Como complemento ao contexto da cena, lembro que nosso herói inicia sua jornada quando um holofote cai de fora de sua casa. Na etiqueta, o nome Sirius representa a estrela mais brilhante, aquela que os viajantes usam como orientação, simbolizando o início da aventura de Truman dentro do seu próprio mundo. Na cena final, ele perfura as paredes do mundo ou, em outras palavras, perfura a própria parede pessoal.
Após atravessar uma intensa tempestade em alto mar, controlada por Christof (Ed Harris), criador e diretor do reality show, Truman bate seu barco contra uma imensa parede estampada com as cores do céu e perfura aquilo que seria o limite do estúdio. Aqui, a atuação de Jim Carrey atinge seu melhor momento, quando os olhos daquele homem confusamente encantado se assemelham aos de uma criança que descobre algo novo pela primeira vez na vida.
A trilha melancólica conduz o personagem até uma pequena e estreita escada, que leva Truman a uma porta que diz “Saída”. O diretor do show decide se apresentar, tal como uma visão divina de um indivíduo em seu último minuto de vida. Para Christof, aquela porta representa a morte de seu pupilo, enquanto que, para Truman, representa seu nascimento.

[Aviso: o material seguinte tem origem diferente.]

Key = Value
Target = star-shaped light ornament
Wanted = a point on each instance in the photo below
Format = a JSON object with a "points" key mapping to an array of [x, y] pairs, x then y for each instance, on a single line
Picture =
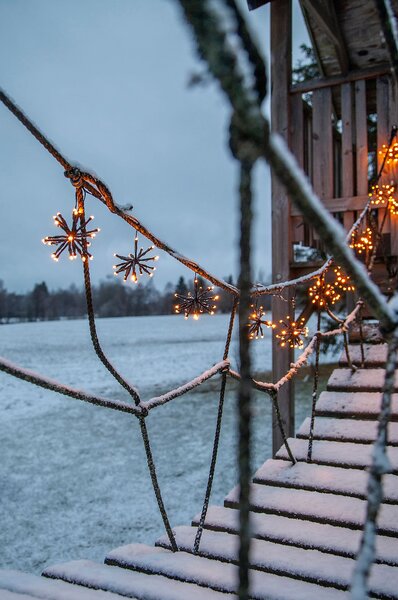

Após encontrar os limites de sua realidade, Truman inicia o diálogo com Christof, e o roteiro delineia as ideias de metáforas e simbolismos escondidos no filme. O que o criador diz ao homem é algo que resume maravilhosamente a questão explorada em todo o longa: a Alegoria da Caverna, de Platão.
Pra explicar sem muitos rodeios, a Alegoria da Caverna é um experimento sobre um grupo de pessoas que estão presas em uma caverna durante toda a vida, vendo apenas sombras da vida real projetadas na parede à sua frente. Se essas pessoas saíssem da caverna e vissem o mundo real, vissem as pessoas por trás das sombras, seria traumático demais e iriam querer voltar àquilo a que estavam acostumadas. O Show de Truman é basicamente o mesmo experimento, só que em escala muito maior.
A cidade fictícia, Seahaven, representa a caverna e as pessoas nela são as sombras. Há muito além disso: existe um mundo “real”, mas Truman não sabe. No diálogo da cena, Christof diz: “Não existe mais verdade lá fora do que existe nesse mundo que criei para você. Lá tem as mesmas mentiras, os mesmos enganos, mas no meu mundo você não tem nada a temer.” Christof dá a Truman uma escolha: permanecer no mundo e permanecer ignorante ou enfrentar a realidade.
True man (um inteligente jogo de palavras que representa a verdadeira e única realidade de todo aquela megalomania), é claro, escolhe a segunda opção. Ele escolhe sair da caverna e viver o que é real. O personagem permanece em silêncio diante da expectativa de milhões de espectadores ao redor do mundo e dos apelos de Christof. Quando se vira, Jim Carrey e sua expressão memorável entregam a fala mais icônica do filme: “Caso não os veja novamente, uma boa tarde e uma boa noite”. Ele agradece ao público, e mergulha na incrível realidade que o espera; a ascensão ao desconhecido. A cena é emblemática e não acaba quando termina. Entender as motivações de Truman é entender a nós mesmos e o modo como estamos lidando com realidade e liberdade.